14 DAY TRIAL // A new spam campaign is currently in progress attempting to install several infected files on users' computer by tricking them to download and access attached imagery. But this new unsolicited email is quite different from other spam campaigns because the attached archive really contains several photos including (keep it in mind) an infected file. Here's how it works: a spam message reaches your inbox, claiming that it contains some photos with Anita and his vacation in Egypt. The attached file is a ZIP archive which contains several pictures and an executable file which apparently seems to be MS Paint. Once started, the application downloads several infected files without users' approval. The entire exploitation is done in background so you need some security tools to notice this.
"Hi Michael and Simona, there are my pictures from my Egypt vacation. Call me when you come. Best regards," Anita," the spam message reads. The attachment is named as "my_holiday_in_egypt.zip" while the attached executable file seems to be a Russian version of MS Paint.
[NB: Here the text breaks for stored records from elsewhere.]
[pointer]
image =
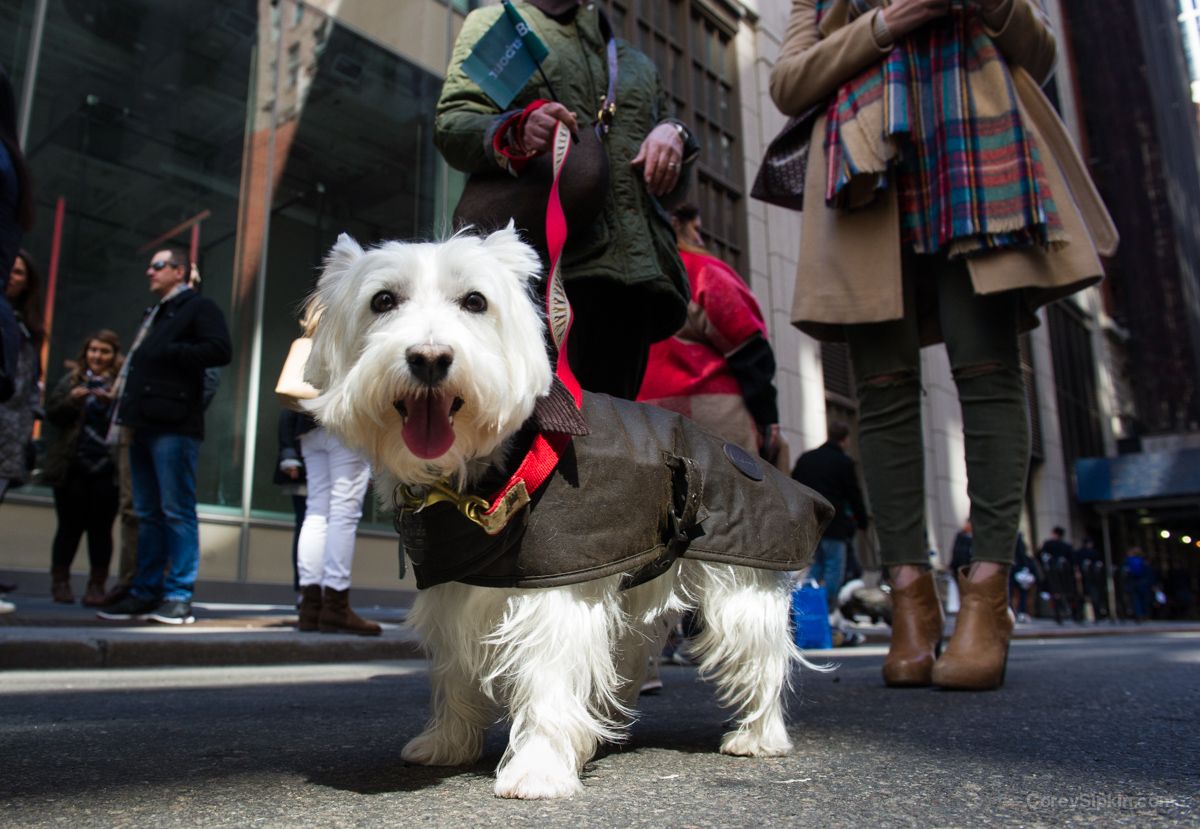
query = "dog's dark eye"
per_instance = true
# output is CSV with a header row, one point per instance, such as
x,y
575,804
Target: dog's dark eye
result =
x,y
474,302
383,301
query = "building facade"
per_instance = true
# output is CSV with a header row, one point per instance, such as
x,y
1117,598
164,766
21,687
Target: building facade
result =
x,y
257,131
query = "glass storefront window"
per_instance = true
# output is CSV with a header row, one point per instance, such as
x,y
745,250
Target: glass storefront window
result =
x,y
354,144
156,120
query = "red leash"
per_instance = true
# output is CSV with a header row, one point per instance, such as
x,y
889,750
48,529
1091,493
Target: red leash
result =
x,y
547,446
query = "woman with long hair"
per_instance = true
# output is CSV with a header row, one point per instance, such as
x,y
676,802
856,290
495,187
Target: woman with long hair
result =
x,y
945,203
81,466
23,294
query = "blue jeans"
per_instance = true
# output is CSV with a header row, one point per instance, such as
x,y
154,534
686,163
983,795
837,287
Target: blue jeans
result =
x,y
163,468
828,568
"Of course, this is just a bluff. In the background it's dropping and executing a variant of the LdPinch data-stealing trojan. Let's see. It loads up a Russian version of pbrush.exe. The images are named "egipet.jpg" - Egipet is the Russian spelling of Egypt. And LdPinch is Russian malware," the F-Secure team, the one that discovered this spam campaign wrote today.
As you probably know, you're advised to avoid opening emails coming from untrusted sources as well as refuse downloading attachments included in unknown messages. In addition, you should keep your antivirus up-to-date with the latest virus definitions because it could detect the threats included in the attachments and block them before they attempt to deploy more infections on the affected systems.